Greffier lors des débats : M. Petelo GOGO
Greffier lors de la mise à disposition : Mme Mikaela NIUMELE
16/02/2026 : Copie revêtue de la formule exécutoire – Me BOITEAU ;
Expéditions – Me DESCOMBES ;
— M. [O] et SARL [1] (LR/AR) ;
— Copie CA ; Copie TT
ARRÊT :
— contradictoire,
— prononcé publiquement par mise à disposition de l’arrêt au greffe de la Cour, les parties en ayant été préalablement avisées dans les conditions prévues à l’article 451 du code de procédure civile de la Nouvelle-Calédonie,
— signé par M. Philippe ALLARD, président, et par Mme Mikaela NIUMELE, greffier, auquel la minute de la décision a été transmise par le magistrat signataire.
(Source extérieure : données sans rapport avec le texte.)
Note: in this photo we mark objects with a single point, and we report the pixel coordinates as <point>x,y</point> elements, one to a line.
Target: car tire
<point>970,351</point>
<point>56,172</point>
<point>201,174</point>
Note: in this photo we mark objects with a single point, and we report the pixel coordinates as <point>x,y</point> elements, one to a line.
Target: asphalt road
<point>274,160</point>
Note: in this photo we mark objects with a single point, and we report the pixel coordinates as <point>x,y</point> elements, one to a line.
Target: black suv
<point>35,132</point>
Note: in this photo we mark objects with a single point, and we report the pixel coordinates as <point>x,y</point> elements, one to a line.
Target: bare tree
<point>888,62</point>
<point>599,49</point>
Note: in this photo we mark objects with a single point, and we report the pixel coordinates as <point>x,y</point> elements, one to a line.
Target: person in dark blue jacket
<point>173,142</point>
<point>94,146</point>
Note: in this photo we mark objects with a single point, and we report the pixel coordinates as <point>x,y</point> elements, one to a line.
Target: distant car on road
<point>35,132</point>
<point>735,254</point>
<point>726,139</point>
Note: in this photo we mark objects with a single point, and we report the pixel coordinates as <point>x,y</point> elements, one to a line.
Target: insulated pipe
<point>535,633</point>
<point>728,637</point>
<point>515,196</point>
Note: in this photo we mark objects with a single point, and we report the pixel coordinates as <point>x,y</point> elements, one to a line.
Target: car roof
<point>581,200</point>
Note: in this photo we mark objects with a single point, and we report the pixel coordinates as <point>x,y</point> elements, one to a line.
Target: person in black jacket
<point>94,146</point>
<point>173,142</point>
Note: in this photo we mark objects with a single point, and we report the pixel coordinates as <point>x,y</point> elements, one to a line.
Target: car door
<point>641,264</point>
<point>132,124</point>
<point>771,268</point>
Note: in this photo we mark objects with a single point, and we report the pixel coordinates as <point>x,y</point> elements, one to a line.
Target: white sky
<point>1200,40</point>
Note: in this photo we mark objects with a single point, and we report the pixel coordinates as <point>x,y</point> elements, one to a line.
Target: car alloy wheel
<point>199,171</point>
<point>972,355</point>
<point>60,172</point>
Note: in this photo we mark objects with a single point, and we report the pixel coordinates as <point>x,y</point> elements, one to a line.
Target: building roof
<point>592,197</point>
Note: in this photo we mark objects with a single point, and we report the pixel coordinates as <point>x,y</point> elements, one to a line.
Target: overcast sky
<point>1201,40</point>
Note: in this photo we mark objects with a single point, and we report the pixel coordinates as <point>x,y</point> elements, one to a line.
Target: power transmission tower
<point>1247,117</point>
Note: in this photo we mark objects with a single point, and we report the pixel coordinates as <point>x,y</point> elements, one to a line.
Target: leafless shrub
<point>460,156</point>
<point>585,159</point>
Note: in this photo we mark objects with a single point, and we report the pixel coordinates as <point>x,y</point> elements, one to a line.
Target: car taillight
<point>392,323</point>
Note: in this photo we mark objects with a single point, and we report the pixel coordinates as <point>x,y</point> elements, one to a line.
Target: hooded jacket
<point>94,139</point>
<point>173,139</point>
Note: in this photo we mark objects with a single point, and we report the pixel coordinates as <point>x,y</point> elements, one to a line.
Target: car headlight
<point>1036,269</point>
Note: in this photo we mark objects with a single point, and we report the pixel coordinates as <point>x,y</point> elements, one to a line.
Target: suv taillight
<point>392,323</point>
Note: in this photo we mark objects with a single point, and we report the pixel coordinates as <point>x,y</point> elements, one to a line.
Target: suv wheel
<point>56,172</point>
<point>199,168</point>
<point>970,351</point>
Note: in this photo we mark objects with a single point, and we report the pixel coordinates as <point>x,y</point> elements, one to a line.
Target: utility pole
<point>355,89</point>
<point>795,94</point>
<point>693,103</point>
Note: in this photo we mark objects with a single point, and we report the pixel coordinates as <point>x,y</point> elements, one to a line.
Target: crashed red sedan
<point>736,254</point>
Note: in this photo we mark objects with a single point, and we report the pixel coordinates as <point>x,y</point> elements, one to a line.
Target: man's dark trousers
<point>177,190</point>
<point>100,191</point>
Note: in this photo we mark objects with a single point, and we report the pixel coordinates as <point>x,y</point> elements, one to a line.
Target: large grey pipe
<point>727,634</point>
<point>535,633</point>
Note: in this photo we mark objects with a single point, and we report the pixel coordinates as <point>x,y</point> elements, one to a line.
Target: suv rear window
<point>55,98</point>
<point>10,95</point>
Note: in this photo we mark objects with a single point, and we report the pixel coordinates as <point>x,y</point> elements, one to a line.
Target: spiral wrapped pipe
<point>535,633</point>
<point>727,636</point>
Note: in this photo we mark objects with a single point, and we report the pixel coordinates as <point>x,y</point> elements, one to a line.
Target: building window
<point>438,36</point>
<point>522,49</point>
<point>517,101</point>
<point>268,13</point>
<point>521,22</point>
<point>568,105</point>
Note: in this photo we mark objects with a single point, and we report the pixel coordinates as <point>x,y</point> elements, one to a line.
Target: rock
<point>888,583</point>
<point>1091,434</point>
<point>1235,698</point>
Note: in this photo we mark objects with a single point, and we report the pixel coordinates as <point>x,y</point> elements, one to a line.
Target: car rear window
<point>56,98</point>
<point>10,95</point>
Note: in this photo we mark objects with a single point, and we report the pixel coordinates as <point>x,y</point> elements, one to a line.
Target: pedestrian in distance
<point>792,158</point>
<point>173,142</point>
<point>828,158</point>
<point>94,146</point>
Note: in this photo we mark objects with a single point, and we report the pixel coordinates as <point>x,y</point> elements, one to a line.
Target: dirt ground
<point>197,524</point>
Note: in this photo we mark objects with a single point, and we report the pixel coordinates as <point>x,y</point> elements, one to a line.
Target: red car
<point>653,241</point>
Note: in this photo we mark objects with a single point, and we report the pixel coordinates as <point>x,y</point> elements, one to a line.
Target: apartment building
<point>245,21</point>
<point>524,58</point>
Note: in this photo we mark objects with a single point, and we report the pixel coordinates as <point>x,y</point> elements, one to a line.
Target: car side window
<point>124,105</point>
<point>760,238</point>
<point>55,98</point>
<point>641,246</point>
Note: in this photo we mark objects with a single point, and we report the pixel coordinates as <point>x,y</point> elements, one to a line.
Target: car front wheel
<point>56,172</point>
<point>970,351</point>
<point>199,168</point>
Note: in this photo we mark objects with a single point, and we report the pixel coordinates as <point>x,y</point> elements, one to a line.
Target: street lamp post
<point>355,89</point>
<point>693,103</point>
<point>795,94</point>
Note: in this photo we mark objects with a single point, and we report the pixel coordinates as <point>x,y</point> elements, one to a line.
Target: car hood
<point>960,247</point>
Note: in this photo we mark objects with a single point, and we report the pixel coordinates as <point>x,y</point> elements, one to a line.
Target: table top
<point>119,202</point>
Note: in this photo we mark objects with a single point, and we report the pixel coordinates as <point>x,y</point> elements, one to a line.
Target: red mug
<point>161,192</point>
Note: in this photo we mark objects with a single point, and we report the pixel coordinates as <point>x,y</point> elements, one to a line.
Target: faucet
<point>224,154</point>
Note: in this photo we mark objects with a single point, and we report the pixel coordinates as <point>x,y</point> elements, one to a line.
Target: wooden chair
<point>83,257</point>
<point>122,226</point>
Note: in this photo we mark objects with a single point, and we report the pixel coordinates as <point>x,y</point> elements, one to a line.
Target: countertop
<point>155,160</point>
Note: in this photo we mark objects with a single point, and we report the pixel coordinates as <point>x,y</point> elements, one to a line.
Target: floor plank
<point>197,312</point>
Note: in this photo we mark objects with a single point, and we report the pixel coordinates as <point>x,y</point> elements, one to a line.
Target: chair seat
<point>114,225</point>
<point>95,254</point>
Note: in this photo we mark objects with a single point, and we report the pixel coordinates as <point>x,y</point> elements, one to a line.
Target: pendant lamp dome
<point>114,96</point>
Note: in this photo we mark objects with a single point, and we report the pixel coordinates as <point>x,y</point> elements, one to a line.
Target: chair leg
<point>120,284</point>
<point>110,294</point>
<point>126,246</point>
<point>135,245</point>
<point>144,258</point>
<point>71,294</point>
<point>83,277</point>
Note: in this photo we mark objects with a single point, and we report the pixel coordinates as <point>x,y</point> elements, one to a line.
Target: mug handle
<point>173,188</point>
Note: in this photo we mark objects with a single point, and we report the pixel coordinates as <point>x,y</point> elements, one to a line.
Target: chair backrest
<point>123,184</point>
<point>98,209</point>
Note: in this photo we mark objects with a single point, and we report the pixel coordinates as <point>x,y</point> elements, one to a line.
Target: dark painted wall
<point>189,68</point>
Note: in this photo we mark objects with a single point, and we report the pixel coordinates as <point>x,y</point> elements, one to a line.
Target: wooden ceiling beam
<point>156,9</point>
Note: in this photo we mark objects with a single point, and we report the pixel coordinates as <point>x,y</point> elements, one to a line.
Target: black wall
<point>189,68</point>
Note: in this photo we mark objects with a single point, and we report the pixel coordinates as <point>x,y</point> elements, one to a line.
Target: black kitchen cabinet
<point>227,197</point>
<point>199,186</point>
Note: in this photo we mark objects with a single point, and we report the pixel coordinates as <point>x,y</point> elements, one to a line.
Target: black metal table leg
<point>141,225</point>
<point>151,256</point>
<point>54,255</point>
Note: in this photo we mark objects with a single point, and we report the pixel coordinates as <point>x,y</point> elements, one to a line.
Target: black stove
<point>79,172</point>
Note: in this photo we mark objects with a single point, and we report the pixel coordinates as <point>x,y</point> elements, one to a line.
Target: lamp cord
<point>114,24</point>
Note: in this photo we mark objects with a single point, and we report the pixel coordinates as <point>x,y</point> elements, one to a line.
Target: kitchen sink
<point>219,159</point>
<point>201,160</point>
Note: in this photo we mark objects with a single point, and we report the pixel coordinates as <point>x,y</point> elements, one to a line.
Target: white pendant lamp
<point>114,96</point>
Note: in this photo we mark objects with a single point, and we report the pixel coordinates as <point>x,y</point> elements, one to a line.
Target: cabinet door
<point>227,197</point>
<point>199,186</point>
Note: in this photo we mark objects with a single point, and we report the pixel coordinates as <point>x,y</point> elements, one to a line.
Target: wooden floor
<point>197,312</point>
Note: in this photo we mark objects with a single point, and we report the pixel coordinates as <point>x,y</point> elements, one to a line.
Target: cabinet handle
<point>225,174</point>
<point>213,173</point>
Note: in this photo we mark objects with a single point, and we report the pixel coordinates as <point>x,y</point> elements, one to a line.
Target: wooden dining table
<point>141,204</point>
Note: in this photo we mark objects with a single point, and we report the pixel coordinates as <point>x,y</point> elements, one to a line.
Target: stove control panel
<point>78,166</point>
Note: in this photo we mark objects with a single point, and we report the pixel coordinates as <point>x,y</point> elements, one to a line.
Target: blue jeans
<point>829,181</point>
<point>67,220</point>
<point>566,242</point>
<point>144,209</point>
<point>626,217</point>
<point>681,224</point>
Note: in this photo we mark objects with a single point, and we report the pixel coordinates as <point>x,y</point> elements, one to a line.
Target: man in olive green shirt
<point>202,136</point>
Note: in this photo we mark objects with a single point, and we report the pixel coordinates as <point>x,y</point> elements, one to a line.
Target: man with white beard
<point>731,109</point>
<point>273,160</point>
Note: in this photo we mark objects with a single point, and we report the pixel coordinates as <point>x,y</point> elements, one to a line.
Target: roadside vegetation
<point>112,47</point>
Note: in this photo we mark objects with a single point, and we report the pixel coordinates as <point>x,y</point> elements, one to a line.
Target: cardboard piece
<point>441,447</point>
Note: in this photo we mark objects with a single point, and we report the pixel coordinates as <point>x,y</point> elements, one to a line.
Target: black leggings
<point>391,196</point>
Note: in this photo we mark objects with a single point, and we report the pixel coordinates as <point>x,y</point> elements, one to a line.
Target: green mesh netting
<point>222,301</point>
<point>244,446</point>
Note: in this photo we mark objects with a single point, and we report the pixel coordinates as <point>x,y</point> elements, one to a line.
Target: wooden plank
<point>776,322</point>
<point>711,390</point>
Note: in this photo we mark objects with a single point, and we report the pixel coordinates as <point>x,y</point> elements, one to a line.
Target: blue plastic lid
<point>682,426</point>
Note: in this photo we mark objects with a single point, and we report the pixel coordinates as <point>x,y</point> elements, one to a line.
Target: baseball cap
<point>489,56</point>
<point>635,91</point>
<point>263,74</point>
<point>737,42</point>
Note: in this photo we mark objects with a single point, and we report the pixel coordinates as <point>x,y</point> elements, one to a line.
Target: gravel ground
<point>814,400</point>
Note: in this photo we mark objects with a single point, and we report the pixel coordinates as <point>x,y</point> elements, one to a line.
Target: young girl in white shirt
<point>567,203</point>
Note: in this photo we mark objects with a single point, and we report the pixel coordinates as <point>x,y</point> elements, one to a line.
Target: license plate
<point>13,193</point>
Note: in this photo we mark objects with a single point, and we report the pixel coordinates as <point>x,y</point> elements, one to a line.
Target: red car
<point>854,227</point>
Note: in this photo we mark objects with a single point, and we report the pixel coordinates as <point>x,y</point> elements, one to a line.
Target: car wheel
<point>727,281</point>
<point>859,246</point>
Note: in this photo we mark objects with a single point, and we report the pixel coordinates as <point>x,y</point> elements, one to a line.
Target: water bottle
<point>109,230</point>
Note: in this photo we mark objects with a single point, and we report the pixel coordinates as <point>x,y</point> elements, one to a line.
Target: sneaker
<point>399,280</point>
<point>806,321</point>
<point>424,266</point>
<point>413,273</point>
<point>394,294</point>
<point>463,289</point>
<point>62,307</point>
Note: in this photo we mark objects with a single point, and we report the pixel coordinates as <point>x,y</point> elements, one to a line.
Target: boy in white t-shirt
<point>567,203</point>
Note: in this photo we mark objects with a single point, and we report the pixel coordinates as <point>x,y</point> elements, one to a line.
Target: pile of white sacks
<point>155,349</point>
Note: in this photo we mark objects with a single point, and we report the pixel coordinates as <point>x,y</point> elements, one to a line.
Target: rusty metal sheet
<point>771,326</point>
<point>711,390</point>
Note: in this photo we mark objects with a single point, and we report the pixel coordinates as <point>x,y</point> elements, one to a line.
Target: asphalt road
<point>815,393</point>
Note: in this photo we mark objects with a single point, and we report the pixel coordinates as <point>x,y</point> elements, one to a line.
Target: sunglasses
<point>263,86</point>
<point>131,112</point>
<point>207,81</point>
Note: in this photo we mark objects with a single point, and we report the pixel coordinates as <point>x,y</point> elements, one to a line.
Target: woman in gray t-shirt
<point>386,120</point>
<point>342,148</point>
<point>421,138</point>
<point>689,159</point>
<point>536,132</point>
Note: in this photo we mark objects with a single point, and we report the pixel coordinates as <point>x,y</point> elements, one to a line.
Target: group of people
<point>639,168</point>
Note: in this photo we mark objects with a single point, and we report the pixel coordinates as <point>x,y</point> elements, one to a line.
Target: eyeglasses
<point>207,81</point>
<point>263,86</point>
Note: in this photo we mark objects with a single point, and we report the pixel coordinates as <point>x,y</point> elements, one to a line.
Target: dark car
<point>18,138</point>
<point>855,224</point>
**************************************
Procédure de première instance :
La société [1], qui exerce une activité de construction-fabrication et pose de charpentes et ossatures métalliques, a embauché M. [P] [O] le 1er mars 2010 en qualité de charpentier couvreur selon la convention du BTP. Ce dernier occupait le poste de chef d’équipe charpentier couvreur, niveau 3 échelon 1, moyennant un salaire mensuel brut de 280 000 F CFP, outre une prime d’ancienneté mensuelle de 19 600 F CFP.
Selon certificat médical du 26 octobre 2017, le docteur [F] a constaté que M. [O] souffrait d’une tendinopathie des deux épaules.
Selon avis du [2] du 29 août 2017, il était déclaré 'Apte avec restriction – Nécessite poste aménagé sans travail en hauteur, ni port de charges lourdes au-delà de 5 kg pour 2 mois. RVD prévu au [2] le 31/10/2017'.
Le 31 octobre 2017, le médecin du travail a déclaré M. [O] apte à son poste de travail avec restrictions : 'Apte avec restriction. Maintien en poste aménagé au poste de l’atelier de ferraillage sans travaux en hauteur, ni port de charges lourdes au-delà de 10 kg pas de travail avec les bras en hauteur'.
Le 6 novembre 2017, une déclaration de maladie professionnelle était effectuée auprès de la [3] consistant dans une tendinopathie des deux épaules.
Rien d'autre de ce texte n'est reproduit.